Il est vrai que la communication présidentielle a fait son siège dans les quatre chaines de télévision. Celles-ci disposent d’entrées confortables au Palais de la République. Et même Canal 3 qui s’était fait expulser, y a refait une entrée remarquée : désormais toutes les audiences et les déplacements du Chef de l’Etat y passent, exactement comme à l’ORTB. Ce monopole de l’image n’a son pendant, ni dans les radios ni dans les journaux. Là du moins, subsiste encore une liberté qui est finalement incontrôlable.

Mais celui qui a échappé à la surexposition de la télévision n’échappera pas aux grandes affiches savamment déposées aux grands carrefours de Cotonou. Chacune véhiculant des messages d’une fatuité désarmante, cette forme de « communication » donne l’impression que l’envahissement télévisuel ne suffit plus. Que le citoyen doit être poursuivi jusque dans la rue, dans une indécence qui confine à la myopie. C’est à croire que les gourous de cette forme de communication qui exposent les faits et gestes du premier d’entre nous, avec une telle absence de goût, ne voient pas ce que je vois tous les jours.

Et si la sur-médiatisation presque compulsive du Chef de l’Etat reflétait dans les faits sa conception du régime et des pouvoirs ? La question ne se pose même plus. Boni Yayi est un adepte avéré de l’hyperprésidentialisme, c’est-à-dire de ce régime dans lequel le Président de la république ramène tous les pouvoirs à lui et à lui seul. Au nom de son hyperpuissance, c’est lui et lui seul qui contrôle tous les leviers dans tous les ministères.

La semaine dernière encore, il est allé jusqu’à rencontrer directement les cadres du ministère des finances, comme auparavant il a été capable de négocier avec les syndicats de base, en escaladant allègrement leurs centrales et confédérations syndicales. Les moindres discours, les moindres interviews des ministres ou des cadres à quelque niveau que ce soit, font référence à sa personne comme étant l’inspirateur de ceci, l’initiateur de cela.

Par malchance, les Ecureuils Cadets n’ont pu se qualifier pour la CAN 2013 de leur catégorie. Sinon, on aurait eu droit à quelques salades sur « l’engagement personnel » du Chef de l’Etat et sa « vision » de faire du Bénin un pays footballistiquement fort…

Ministre de la défense, en charge des travaux publics ainsi que de l’économie maritime, Boni Yayi est aussi Chef de l’Etat et Chef du Gouvernement. Et le drapeau de l’Union Africaine négligemment posé sur l’écran de la télévision nationale nous rappelle à chaque seconde qu’il est bien le Président de toute l’Afrique (c’est-à-dire de l’Union Africaine).

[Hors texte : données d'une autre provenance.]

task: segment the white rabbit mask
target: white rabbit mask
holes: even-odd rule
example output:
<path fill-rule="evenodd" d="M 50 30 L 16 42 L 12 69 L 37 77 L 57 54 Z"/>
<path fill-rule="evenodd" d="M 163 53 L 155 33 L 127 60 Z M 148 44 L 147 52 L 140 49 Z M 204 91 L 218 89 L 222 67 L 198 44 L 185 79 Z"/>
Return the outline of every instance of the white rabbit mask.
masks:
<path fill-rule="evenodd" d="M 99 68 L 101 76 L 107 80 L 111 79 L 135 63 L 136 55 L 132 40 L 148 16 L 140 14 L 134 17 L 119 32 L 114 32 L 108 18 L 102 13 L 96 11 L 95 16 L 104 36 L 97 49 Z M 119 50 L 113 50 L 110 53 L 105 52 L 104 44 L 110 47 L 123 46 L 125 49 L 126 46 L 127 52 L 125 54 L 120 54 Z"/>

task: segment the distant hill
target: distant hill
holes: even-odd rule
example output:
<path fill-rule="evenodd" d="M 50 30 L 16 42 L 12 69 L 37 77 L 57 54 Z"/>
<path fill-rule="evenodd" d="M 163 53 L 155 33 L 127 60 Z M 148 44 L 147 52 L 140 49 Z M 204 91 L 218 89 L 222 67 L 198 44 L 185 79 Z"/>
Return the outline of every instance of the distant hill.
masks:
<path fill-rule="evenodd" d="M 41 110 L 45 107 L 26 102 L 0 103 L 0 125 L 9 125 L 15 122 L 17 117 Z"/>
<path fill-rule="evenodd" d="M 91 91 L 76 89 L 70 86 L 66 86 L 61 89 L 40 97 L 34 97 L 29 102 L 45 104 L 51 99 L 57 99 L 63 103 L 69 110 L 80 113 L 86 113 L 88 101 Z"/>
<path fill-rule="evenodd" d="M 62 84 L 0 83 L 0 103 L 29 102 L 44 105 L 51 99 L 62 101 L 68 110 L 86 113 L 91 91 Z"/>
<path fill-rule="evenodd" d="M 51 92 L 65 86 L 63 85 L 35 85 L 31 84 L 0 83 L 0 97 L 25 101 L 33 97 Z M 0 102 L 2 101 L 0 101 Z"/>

Je tiens du journaliste et philosophe français Jean-François Revel la sentence suivante : « l’excès de pouvoir tue le pouvoir, ou, pour être plus précis, l’action. » (L’absolutisme inefficace, ou, Contre le présidentialisme à la française). Peut-on expliquer par là les échecs répétitifs de la gouvernance actuelle ? La question reste posée.

Pour le moment, ce qui surnage dans l’opinion c’est l’agacement des citoyens face à cette overdose communicationnelle à laquelle ils sont quotidiennement exposés, comme s’il s’agissait de leur imposer par l’image la personne du Chef de l’Etat. Les républiques bananières d’Amérique Latine avaient l’habitude de tomber dans le piège du culte grégaire de la personnalité. Ils finirent tous dans les poubelles de l’histoire, pour avoir multiplié les dérives et transformé les loufoqueries en mode de gestion.

Plus proche de nous, l’hyperprésidentialisme n’a guère porté chance à Nicolas Sarkozy. Il a fini par retourner une bonne partie de l’opinion contre lui.

C’est l’effet exact que produit une communication à outrance. Ce n’est pas pour rien que les discours présidentiels passent aujourd’hui inaperçus. La voix du Chef du l’Etat n’est plus une voix singulière, celle qui ne se fait entendre qu’à des moments spécifiques et précieux. Résultat des courses : on court vers la banalisation de la parole présidentielle.